LWN.net Logo

Not Again

Not Again

Posted Apr 17, 2012 9:12 UTC (Tue) by juliank (subscriber, #45896)
In reply to: Not Again by deepfire
Parent article: PHP: a fractal of bad design (fuzzy notepad)

OK, formally it's not undefined but unspecified. But for evaluation order, that basically doesn't make much difference. The draft I have (N1256, which is basically C99 + TC3) specifically says so in section 6.5:

"The grouping of operators and operands is indicated by the syntax.74) Except as specified later (for the function-call (), &&, ||, ?:, and comma operators), the order of evaluation of subexpressions and the order in which side effects take place are both unspecified."


(Log in to post comments)

Not Again

Posted Apr 17, 2012 20:24 UTC (Tue) by jzbiciak (✭ supporter ✭, #5246) [Link]

Yep, and that bit me when I ported Doom to one of our DSPs. The code used the idiom P_Rand()-P_Rand() all over the place to get signed random numbers that were roughly normally distributed. GCC evaluated left-to-right, DSP compiler right-to-left.

While it wouldn't really affect the game play much, it was enough of a change that the prerecorded demo loops didn't function properly, because they expected the engine to be 100% deterministic. Once I found and fixed this error, they started working.

C is predictable when your program is bug free and relies on no implementation defined, unspecified or underspecified behavior. Such a program is extremely tedious to write, and next to impossible even for experienced practitioners. That's because implementation defined behavior is pervasive and useful.

I remember coming across a long, tiresome thread in comp.lang.c once where the goal was to bit-reverse a large integer array in 100% portable ANSI C. I don't recall if anyone succeeded, but the thread went far longer than I expected. Everyone made subtle assumptions about the environment, despite the guarantee that unsigned int is at least guaranteed to provide modulo-wraparound 2s complement arithmetic.

Not Again

Posted Apr 19, 2012 14:19 UTC (Thu) by nye (guest, #51576) [Link]

>C is predictable when your program is bug free and relies on no implementation defined, unspecified or underspecified behavior.
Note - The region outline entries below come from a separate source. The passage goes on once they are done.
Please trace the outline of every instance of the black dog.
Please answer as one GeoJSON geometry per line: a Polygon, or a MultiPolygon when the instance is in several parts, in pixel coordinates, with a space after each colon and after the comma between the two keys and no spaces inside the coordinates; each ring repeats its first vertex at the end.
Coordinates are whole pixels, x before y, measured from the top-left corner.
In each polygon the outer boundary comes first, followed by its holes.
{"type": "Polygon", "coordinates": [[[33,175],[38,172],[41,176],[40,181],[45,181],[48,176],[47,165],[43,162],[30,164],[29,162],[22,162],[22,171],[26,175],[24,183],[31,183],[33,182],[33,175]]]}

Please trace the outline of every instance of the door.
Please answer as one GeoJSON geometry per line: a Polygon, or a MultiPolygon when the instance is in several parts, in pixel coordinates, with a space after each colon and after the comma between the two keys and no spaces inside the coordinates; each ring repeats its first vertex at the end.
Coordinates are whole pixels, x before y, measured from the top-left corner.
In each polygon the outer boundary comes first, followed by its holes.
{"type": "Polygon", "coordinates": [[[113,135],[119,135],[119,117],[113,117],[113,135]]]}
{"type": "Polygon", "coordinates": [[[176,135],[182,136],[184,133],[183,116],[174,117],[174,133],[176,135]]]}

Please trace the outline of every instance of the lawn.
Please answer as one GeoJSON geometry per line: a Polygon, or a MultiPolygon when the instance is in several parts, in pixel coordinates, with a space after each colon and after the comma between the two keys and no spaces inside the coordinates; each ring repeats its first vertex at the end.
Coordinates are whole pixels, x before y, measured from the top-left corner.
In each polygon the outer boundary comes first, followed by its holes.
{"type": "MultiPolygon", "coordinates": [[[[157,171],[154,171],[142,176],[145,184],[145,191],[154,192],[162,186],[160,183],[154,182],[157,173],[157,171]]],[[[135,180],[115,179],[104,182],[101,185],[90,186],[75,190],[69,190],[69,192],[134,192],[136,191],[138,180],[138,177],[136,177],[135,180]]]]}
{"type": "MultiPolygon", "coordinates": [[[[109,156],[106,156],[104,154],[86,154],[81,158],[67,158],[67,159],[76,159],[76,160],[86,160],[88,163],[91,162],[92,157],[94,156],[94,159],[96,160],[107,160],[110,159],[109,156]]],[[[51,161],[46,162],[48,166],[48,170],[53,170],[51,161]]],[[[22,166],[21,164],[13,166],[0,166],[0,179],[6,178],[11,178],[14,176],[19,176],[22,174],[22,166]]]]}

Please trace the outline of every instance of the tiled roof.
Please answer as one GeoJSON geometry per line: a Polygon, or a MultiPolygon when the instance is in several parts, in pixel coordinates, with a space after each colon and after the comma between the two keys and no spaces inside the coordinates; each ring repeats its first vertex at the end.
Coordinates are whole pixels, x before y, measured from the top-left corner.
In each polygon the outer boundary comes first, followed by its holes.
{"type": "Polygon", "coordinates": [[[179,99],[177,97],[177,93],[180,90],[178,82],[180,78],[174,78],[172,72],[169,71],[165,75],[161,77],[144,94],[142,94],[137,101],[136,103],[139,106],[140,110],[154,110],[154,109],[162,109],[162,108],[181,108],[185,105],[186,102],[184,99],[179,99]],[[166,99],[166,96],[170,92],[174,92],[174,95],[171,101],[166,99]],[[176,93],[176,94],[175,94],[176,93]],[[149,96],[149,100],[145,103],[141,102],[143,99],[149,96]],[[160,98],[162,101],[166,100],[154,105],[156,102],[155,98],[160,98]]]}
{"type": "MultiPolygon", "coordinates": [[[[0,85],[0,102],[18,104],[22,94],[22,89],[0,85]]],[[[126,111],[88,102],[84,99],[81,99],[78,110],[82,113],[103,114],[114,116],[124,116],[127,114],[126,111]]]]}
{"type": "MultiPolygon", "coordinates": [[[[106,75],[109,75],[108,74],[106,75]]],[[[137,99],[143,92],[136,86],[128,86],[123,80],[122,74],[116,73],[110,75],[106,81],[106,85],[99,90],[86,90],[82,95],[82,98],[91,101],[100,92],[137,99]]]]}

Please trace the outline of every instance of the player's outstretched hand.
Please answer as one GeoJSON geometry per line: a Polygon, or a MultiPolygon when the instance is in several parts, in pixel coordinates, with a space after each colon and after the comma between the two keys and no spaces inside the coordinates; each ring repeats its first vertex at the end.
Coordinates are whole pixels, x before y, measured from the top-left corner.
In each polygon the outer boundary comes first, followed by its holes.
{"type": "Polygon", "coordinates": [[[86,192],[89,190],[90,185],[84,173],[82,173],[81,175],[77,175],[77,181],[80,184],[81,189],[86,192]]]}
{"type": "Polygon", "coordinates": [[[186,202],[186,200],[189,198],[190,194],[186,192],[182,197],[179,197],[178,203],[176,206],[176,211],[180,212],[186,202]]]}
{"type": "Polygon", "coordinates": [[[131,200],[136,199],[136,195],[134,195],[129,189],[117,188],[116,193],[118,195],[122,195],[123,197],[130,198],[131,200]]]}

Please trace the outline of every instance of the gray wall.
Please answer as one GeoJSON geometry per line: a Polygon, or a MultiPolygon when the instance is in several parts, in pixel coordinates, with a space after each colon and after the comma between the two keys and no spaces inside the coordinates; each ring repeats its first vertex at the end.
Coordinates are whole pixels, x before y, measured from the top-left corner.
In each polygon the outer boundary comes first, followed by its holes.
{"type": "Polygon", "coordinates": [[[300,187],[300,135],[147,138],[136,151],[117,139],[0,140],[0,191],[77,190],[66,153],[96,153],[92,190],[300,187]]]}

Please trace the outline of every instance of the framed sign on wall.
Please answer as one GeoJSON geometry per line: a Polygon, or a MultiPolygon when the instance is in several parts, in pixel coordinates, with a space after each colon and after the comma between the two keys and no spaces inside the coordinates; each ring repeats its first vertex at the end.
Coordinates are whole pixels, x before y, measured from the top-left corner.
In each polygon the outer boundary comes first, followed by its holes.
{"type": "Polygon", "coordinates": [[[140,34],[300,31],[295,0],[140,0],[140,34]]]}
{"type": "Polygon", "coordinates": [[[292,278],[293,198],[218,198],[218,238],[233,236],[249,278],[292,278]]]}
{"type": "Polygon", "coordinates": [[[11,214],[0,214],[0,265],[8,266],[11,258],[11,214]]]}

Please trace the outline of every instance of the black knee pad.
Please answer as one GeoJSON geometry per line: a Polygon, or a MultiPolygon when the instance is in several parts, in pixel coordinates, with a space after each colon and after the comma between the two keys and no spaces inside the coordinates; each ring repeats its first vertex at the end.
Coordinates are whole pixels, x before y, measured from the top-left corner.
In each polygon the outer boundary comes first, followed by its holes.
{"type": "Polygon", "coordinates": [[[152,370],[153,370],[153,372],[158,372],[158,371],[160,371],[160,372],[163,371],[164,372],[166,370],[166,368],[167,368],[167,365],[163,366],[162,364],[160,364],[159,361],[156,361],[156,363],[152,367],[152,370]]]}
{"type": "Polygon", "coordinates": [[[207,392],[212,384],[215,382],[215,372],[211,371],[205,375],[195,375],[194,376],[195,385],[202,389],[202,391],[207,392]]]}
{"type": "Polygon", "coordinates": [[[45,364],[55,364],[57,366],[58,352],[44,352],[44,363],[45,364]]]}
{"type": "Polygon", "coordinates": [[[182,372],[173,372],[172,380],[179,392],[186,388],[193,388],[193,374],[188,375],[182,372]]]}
Okay, I know what 'undefined' means (nasal demons, etc.); I think I know what 'implementation defined' means; I guess 'underspecified' means that the standard writers didn't consider something quite precisely enough? But what - exactly - does 'unspecified' mean?

The first few Google hits don't distinguish sufficiently clearly for my liking between 'implementation defined' and 'unspecified'.

I'm guessing it's something like "a given compiler implementation can do whatever it likes, including behave non-deterministically, but your program remains valid so all other well-defined constructs remain well-defined", whereas 'implementation defined' is the same but without "behave non-deterministically"?

Not Again

Posted Apr 19, 2012 14:43 UTC (Thu) by anselm (subscriber, #2796) [Link]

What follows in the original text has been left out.